Too late now. I wish I had asked Fred Thompson what originally drew him to track and field as a youngster; whether his participation in the sport—he competed for Brooklyn’s Boys High and City College—enhanced his feeling of personal worth; whether running track not only gave him something to do, growing up in Brooklyn’s Bedford-Stuyvesant community, but also dared him to push limits, stay in school, think in terms of being a productive member of a group.
All those things were transmitted by Thompson to the thousands of girls and young women he mentored through the Atoms, the track club he founded in 1963, and enhanced with the female-only Colgate Games he organized in 1974. Thompson died last week at 85, and I never even asked him the source of his transformational club’s name.
I could guess. The atom is the smallest unit of a chemical element, and Thompson’s club was for the little ones, kids as young as 8 and 9 and teenagers, often from broken homes and lives of poverty. (Thompson originally was a chemical engineering major at City College before switching to history and later earning his law degree at St. John’s University, so he knew his atoms.)
He himself had grown up in Bed-Stuy, which rivaled Harlem as a prominent black enclave, raised by an aunt after his parents split. And whatever it was he got out of running track he soon realized was available only to boys in those pre-Title IX days. So, barely into a career of law practice, he created the Atoms, based on the belief that more investment in grade-school sports would counter “the many problems in high school” and the lure of the mean streets. The atom, of course, is a primary source of energy.
He promoted competition—not winning-as-the-only-thing but as a means to demand maximum effort in a challenging world—and a responsibility to teammates. He preached a “yes, you can; yes, you can” attitude that one of his runners called “stubbornness” to be “positive instead of negative.”
In strict coaching terms, Thompson was among the best. His Atoms’ stars included Cheryl Toussaint and Diane Dixon, Olympic gold medalists in 1972 and 1984, and two-time Olympian Lorna Forde. (In 1988, Thompson was named the women’s sprint coach for the U.S. Olympic team.) But the Atoms were started as a social project; no previous track experience was required but school attendance was. And what the club really stood for, he said, was “excellence in education, trying to better yourself.” In the club’s first 15 years of existence, the unlikely total of 50 former Atoms earned college degrees and went on to varied careers that included teaching, the law, nursing, psychology.

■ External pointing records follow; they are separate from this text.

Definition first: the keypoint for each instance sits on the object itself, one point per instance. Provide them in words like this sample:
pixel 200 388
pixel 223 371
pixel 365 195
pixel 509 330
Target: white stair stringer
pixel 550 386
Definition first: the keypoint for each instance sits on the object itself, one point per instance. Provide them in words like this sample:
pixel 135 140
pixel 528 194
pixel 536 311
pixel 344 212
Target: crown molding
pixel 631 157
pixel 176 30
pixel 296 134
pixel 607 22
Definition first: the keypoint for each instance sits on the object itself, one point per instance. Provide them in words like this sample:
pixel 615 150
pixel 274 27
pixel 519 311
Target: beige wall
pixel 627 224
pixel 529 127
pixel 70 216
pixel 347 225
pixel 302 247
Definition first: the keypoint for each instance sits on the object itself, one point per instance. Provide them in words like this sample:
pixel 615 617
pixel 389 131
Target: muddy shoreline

A long-ago NBC-TV series, Real People, once aired a segment on Thompson in which Toussaint called the Atoms “my second family…the encouragement I got. If anyone wants to call Fred a saint, it’s fair enough.”
One of my first beat assignments for Newsday in the early 1970s was the New York track and field scene, including the annual winter series of meets at Madison Square Garden. One of my first expert sources was Thompson—almost always in a suit and tie, always dripping with passion for the sport and his Atoms, which often had as many of 50 team members.
For a while, they trained in locked Brooklyn schoolyards by scaling fences in the early evening before he arranged workouts at Pratt Institute and before the most accomplished Atoms performed at the Garden, the self-proclaimed “world’s most famous arena.” Thompson brought his kids, and then the Colgate Games, to that premier athletic stage. (Since Thompson’s 2014 retirement as Colgate meet director, his replacement has been Touissant.)
He never married, he said, because no woman would have put up with him and the Atoms. He didn’t like to be called “Coach” by club members, preferring “Fred” or “Freddie.” “I’m their friend,” he said.
In that old Real People report, Lorna Forde said, “Freddie’s crazy. He takes his whole income and just spends it on us and, ‘Well, maybe I’ll get it back when I get some funds and stuff.’ And nobody would do that. Nobody.
“They don’t make people like that anymore.”